Nouvelle vie, nouvelle vocation pour l'église St.James the Less

Le retrait de six vitraux de l'église St.James... (La Tribune, Maryse Carbonneau)

Agrandir

Le retrait de six vitraux de l'église St.James the Less a débuté ce lundi. Ils seront acheminés au Bishop's College School où ils seront restaurés et conservés. Ci-contre, le vitrail dédié à la mémoire de Suzanne MacPherson de Saint-Jean de Terre-Neuve, une jeune élève du King's Hall décédée en 1953 à l'âge de 15 ans.

La Tribune, Maryse Carbonneau

Partage

Partager par courriel
Taille de police
Imprimer la page

(Coaticook) L'église St.James the Less ne sera pas démolie. C'est ce qu'a annoncé son nouveau propriétaire, l'homme d'affaires René Jubinville, suivant l'évaluation de l'état de santé du bâtiment. La réouverture de l'église est prévue le 1er juillet 2016 afin d'y accueillir divers événements et célébrations, dont les mariages, réunions et spectacles.

Bien que des travaux majeurs de réparation soient nécessaires avant l'ouverture des portes, incluant la réfection de la toiture et l'installation de nouvelles fondations, M. Jubinville considère que le prix d'achat d'un dollar lui donne la latitude dont il a besoin pour procéder aux investissements.

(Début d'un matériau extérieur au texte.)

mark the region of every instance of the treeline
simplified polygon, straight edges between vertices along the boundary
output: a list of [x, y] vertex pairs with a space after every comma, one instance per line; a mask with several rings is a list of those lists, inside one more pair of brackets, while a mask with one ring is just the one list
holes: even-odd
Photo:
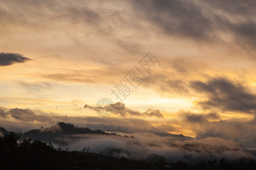
[[161, 158], [150, 163], [102, 154], [55, 148], [51, 143], [30, 139], [18, 141], [11, 132], [0, 138], [1, 169], [162, 169]]

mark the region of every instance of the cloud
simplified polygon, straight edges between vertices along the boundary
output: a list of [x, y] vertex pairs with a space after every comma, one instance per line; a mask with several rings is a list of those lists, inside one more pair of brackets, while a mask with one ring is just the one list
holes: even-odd
[[23, 121], [35, 121], [42, 122], [52, 122], [52, 118], [48, 115], [36, 114], [29, 109], [22, 109], [18, 108], [11, 109], [6, 112], [7, 114], [10, 115], [16, 120]]
[[247, 148], [256, 147], [256, 124], [254, 120], [226, 120], [203, 122], [194, 130], [197, 138], [220, 138], [233, 140]]
[[149, 109], [144, 112], [141, 112], [129, 108], [125, 106], [124, 103], [121, 102], [117, 102], [115, 103], [100, 107], [90, 106], [86, 104], [84, 105], [84, 108], [89, 108], [91, 109], [101, 109], [106, 111], [110, 111], [112, 113], [121, 116], [122, 117], [126, 117], [129, 115], [133, 116], [164, 118], [163, 114], [160, 113], [160, 110], [158, 109], [153, 110], [152, 109]]
[[0, 117], [5, 118], [7, 114], [5, 112], [5, 110], [3, 110], [3, 109], [2, 109], [1, 108], [0, 108]]
[[209, 120], [219, 120], [220, 118], [220, 115], [217, 113], [199, 114], [183, 110], [179, 112], [183, 117], [184, 121], [192, 123], [203, 123], [208, 122]]
[[[138, 16], [167, 34], [200, 41], [235, 41], [255, 49], [256, 22], [252, 16], [256, 4], [253, 1], [228, 1], [225, 4], [221, 0], [133, 1], [131, 4], [138, 9]], [[230, 39], [225, 39], [223, 34]]]
[[213, 78], [207, 82], [194, 81], [191, 87], [206, 95], [207, 100], [197, 104], [206, 109], [238, 111], [254, 114], [256, 109], [256, 95], [241, 84], [224, 78]]
[[18, 83], [28, 90], [33, 91], [42, 91], [46, 88], [50, 88], [52, 87], [52, 84], [48, 82], [28, 83], [20, 81]]
[[174, 131], [176, 130], [174, 126], [166, 124], [162, 124], [160, 125], [156, 126], [156, 127], [165, 131]]
[[0, 66], [11, 65], [15, 63], [25, 62], [31, 59], [24, 57], [22, 55], [17, 53], [1, 53]]

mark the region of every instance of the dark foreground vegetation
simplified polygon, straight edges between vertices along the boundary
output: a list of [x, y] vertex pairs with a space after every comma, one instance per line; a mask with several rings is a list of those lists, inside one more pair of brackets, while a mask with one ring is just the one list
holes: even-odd
[[[166, 159], [156, 155], [150, 162], [133, 160], [89, 152], [86, 148], [64, 151], [55, 148], [51, 143], [30, 139], [19, 141], [19, 138], [13, 132], [0, 137], [0, 169], [173, 169], [164, 168]], [[256, 169], [253, 160], [228, 163], [224, 158], [196, 165], [179, 162], [169, 165], [175, 169]]]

Malgré cette heureuse nouvelle, le promoteur déclare ne pas avoir du tout apprécié « ce qui s'est passé et comment ça s'est passé ». M.Jubinville faisant référence aux tollés de protestations et de questionnements qu'avait suscités l'annonce de la vente de l'église St.James, notamment en raison de son rôle de conseiller municipal. Une annonce qui avait pris par surprise à la fois le conseil municipal lui-même, le Comité sur l'avenir de l'église St.James, ainsi que la communauté comptonoise. « Je n'ai jamais dit que je démolirais l'église, poursuit M. Jubinville. Il ne faut pas créer des histoires avec des choses qui ne sont pas dites. Au lieu de dire n'importe quoi, je prends l'information et quand elle est bonne et précise, je parle. Présentement les choses se calment et j'en suis très content. »

Retrait et restauration des vitraux

Après consultation au sein de la communauté de Compton et suivant l'entente établie entre le Diocèse anglican de Québec et le promoteur, le Bishop's College School (BCS) a entrepris le retrait d'éléments patrimoniaux dont la cloche, des bancs, ainsi que 6 des 10 vitraux, une sélection dictée par le lien qu'ont ces vitraux avec l'histoire du King's Hall situé à proximité.

Cette démarche s'appuie sur l'histoire même de BCS, l'institution s'étant fusionnée avec le King's Hall en 1972. De fait, le BCS s'est engagé à « restaurer les objets et à les incorporer au sein d'expositions historiques dans l'espoir de préserver une importante partie de l'histoire qu'ont partagée le King's Hall et la communauté anglicane de Compton. »

« Devant l'incertitude autour de l'avenir de l'église St.James et du patrimoine qu'elle contient, nous ne pouvons que nous réjouir que le Bishop's College School se soit impliqué pour sauvegarder et mettre en valeur une partie de ce patrimoine », a commenté Jeanmarc Lachance, porte-parole du Comité sur l'avenir de l'église St.James.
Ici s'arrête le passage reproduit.